Andreina Romero of Port Coquitlam and Daniela Cohen are immigrants who want to hear teens share their tales about identity, through their online writing program.

Who are you? 

How do you think about yourself? 

How are you viewed by the world? 

And what characteristics define you?

Those are a few of the tough questions that will be posed during a writing course, a program designed for high school students by two immigrants — of which one lives in Port Coquitlam.

Next month, South African native Daniela Cohen, a Vancouver resident, and Andreina Romero of Venezuela will launch their first Identity Pages session aimed at students in grades 8 to 12 who want to build self-confidence and connect with peers while also improving their writing skills.

The idea for the Identity Pages sprung out of their work with youth in schools, Cohen told the Tri-City News; the personal stories they heard from students prompted the pair to create a safe space for teens to express themselves creatively and to learn more about themselves.

Through their writing program, “we are hoping to give youth an opportunity to explore their identity in a deeper, more focused way through writing,” Romero said, noting identity could be defined through ability, age, religion, gender, citizenship status, sexual orientation and ethnicity.
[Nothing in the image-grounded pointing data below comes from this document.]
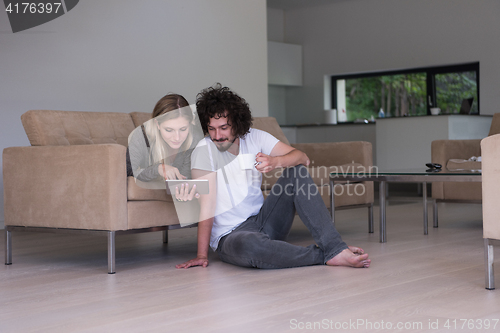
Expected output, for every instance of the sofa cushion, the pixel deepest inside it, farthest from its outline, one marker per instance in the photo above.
(63, 128)
(459, 164)
(137, 193)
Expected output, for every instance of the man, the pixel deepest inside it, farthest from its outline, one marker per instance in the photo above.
(235, 221)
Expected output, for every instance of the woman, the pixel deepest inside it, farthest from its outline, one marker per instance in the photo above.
(161, 148)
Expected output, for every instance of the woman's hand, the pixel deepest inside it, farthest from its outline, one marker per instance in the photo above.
(169, 172)
(182, 192)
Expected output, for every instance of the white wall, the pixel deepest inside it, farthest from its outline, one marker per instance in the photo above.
(367, 35)
(277, 94)
(124, 55)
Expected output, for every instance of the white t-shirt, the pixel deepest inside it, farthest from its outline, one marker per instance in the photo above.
(239, 194)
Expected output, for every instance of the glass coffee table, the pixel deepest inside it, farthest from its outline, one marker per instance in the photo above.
(418, 175)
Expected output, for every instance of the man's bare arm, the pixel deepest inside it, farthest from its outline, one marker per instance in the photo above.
(207, 211)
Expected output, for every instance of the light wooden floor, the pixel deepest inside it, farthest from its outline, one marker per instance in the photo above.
(58, 283)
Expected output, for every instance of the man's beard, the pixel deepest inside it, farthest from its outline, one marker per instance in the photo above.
(223, 146)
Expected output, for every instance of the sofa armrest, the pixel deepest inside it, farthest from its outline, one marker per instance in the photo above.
(80, 187)
(337, 153)
(444, 150)
(491, 183)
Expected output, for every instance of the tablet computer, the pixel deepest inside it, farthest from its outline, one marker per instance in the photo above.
(201, 185)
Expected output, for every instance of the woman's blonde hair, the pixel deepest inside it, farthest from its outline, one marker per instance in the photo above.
(171, 106)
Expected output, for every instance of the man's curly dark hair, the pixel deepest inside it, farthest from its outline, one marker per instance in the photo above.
(219, 101)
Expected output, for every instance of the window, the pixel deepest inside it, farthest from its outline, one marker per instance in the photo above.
(410, 92)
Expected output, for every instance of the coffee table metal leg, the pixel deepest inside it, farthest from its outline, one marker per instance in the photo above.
(383, 235)
(434, 206)
(424, 196)
(332, 201)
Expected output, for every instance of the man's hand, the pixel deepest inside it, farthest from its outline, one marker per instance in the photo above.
(182, 192)
(169, 172)
(198, 261)
(266, 163)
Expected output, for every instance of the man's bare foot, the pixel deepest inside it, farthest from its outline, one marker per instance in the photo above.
(351, 257)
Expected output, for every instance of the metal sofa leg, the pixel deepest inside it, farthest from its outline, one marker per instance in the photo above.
(370, 218)
(111, 252)
(8, 247)
(488, 261)
(165, 236)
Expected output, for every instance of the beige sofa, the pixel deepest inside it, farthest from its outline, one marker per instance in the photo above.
(73, 177)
Romero said participants will be asked to pick one aspect of their identity to focus on during the course, and write a story they will refine over the 10 weeks with the goal of having it published. 

As facilitators, Cohen and Romero will give tips on story construction, character description and editing while also providing guidance on how to reflect thoughts and feelings through words.
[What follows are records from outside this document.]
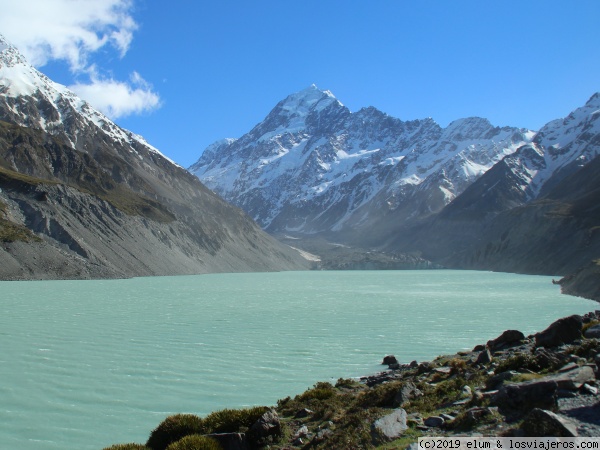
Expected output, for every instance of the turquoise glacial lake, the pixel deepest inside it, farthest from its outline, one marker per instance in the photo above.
(88, 364)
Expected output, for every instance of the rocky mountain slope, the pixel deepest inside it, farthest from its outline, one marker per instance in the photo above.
(468, 196)
(512, 386)
(313, 167)
(81, 197)
(536, 211)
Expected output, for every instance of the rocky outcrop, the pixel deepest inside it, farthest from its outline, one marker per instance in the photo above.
(563, 331)
(81, 197)
(515, 394)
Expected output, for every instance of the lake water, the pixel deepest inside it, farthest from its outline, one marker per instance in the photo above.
(87, 364)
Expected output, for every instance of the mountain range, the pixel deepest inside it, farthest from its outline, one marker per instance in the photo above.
(470, 195)
(81, 197)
Participants don’t have to have any writing skills — just a want to write their own story and have it heard. “There’s a lot of power in that,” Cohen said, “because it gives you a deeper understanding of who you are…. We know how much youth are dealing with today especially during COVID. This program gives them an environment to express themselves and be supported.”

Both Cohen and Romero are well versed in the fields of mentoring and writing.

Cohen, a graduate of the SFU Writers Studio and the Vancouver Manuscript Intensive, volunteered with a South African non-profit group called Amazwi that empowers rural African women to share their stories (she wrote about her experiences in the Canadian Immigrant magazine). Currently, she’s working on a memoir and writes for The Source, a publication focusing on diversity. Cohen holds UBC bachelor’s degrees in psychology and education.

Romero, meanwhile, is a bilingual contributor at The Source and has her master’s degree in French literature and film studies from SFU. She writes on her blog, Things We Love, and in 2019 she launched a podcast called Girls Talk About Music.

• Identity Pages, a writing mentorship program, is geared for teens ages 13 to 18. The first intake starts Feb. 18 via Zoom, on Thursday nights. Bursaries are available. Visit identitypages.ca.